Tajikistan: Stop Persecuting Opposition Families

US, EU Should Urgently Address Retaliation

2017-07-19

Tajik authorities have detained, interrogated, and threatened relatives of 10 peaceful opposition activists who took part in a conference in Germany on July 9, 2017, in retaliation for the peaceful exercise of their fundamental rights, Human Rights Watch and the Norwegian Helsinki Committee said on Jul 18.

Activists provided details about 10 incidents in cities around the country that have been sanctioned by the Tajik government at the highest level. Tajik security services officers and local officials publicly shamed, banned from leaving the country, and threatened to confiscate the property of the activists’ relatives, and in one case threatened to rape an activist’s daughter.

“The Tajik government’s vicious campaign of intimidation against dissidents’ relatives is widening and becoming ever more brazen,” said Steve Swerdlow, Central Asia researcher at Human Rights Watch. “The simultaneous actions by security services and local officials across numerous cities suggest a policy of collective punishment sanctioned at the highest levels, which should end immediately.”
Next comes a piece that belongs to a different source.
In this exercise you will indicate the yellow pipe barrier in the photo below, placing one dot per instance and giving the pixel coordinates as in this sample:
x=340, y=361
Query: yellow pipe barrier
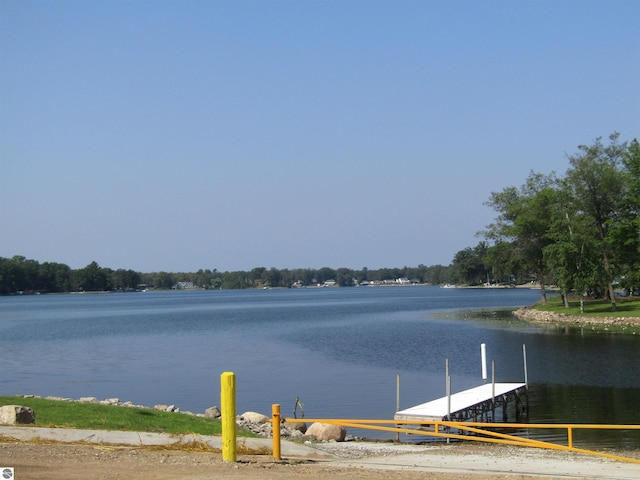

Hundreds of political activists, including several human rights lawyers, have been jailed in the widening crackdown on free expression, and opposition parties banned. The authorities are also violating the rights of family members who remain in the country, primarily relatives of members of the Islamic Renaissance Party of Tajikistan (IRPT) and the opposition movement Group 24. National and local officials mobilize vigilante groups of “concerned citizens,” including school officials, who surround relatives’ homes and brand the families “enemies of the people.”

The latest string of attacks was retaliation against opposition activists who attended the July 9 conference in Dortmund, Germany, marking the twentieth anniversary of the signing of the Peace Accords that formally ended Tajikistan’s 1992-1997 civil war. On July 10, Tajik media reported that a pro-government security analyst, Saifullo Saidov, deputy director of the Strategic Research Center of the Office of the President of Tajikistan, appeared on national television condemning the opposition activists who attended the Dortmund conference. He stated that their attempts to unite into a coordinated opposition movement posed a “serious threat” to Tajikistan’s national security.
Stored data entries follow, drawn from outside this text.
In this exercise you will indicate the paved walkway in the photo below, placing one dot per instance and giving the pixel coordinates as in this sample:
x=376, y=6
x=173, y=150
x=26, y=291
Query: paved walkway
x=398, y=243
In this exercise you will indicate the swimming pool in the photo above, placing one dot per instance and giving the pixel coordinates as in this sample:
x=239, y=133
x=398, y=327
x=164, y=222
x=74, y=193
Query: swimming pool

Earlier incidents of retaliation occurred in September and December 2016, when activists abroad engaged in peaceful protests.
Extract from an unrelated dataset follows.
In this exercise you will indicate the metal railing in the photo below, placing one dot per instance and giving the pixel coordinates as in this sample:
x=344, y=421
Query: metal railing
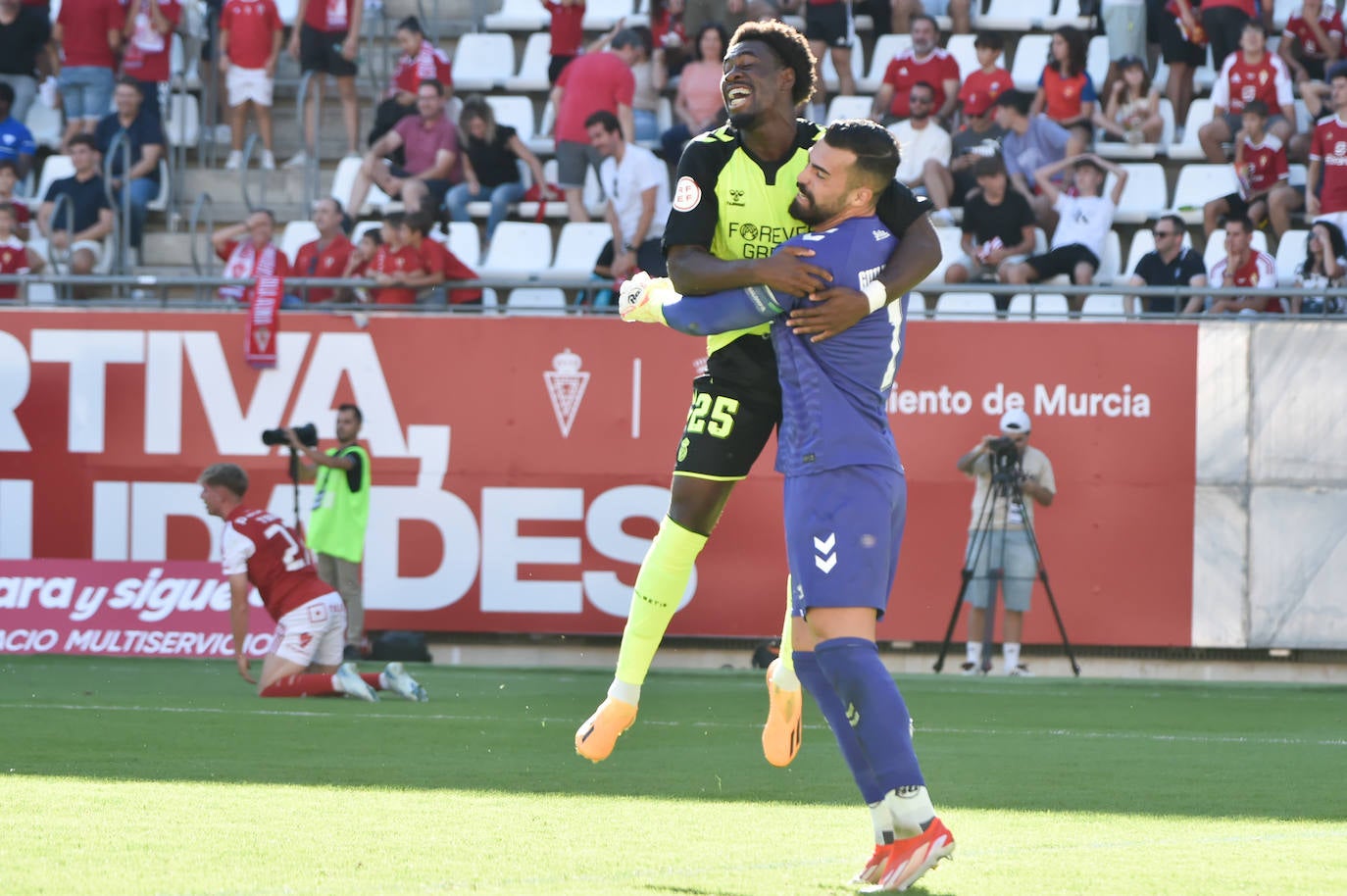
x=120, y=225
x=313, y=169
IRPT activists provided detailed accounts to Human Rights Watch and the Norwegian Helsinki Committee about violations against their families committed by authorities between July 7 and July 10 in the capital, Dushanbe, and seven other villages and cities across the country. In each case, security services officers explicitly linked their visits and abusive actions to the participation of the people’s relatives in a peaceful political conference in Dortmund, Germany.

The United States, the European Union and its member states, and other international partners should urgently address the growing pattern of retaliatory attacks in Tajikistan as part of the wider deteriorating human rights situation there and publicly condemn the abuses, Human Rights Watch and the Norwegian Helsinki Committee said. Washington, Brussels, and other actors should consider asset freezes and visa denials to Tajik officials and government entities that take part in these abuses.

“The catalogue of retaliatory abuse in Tajikistan simply for exercising freedom of expression is staggering,” said Marius Fossum, Central Asia representative for the Norwegian Helsinki Committee. “No one should be publicly shamed, pressured to divorce their spouse, or be threatened with having their child raped or property arbitrarily confiscated under any circumstances, let alone for the exercise of basic human rights.”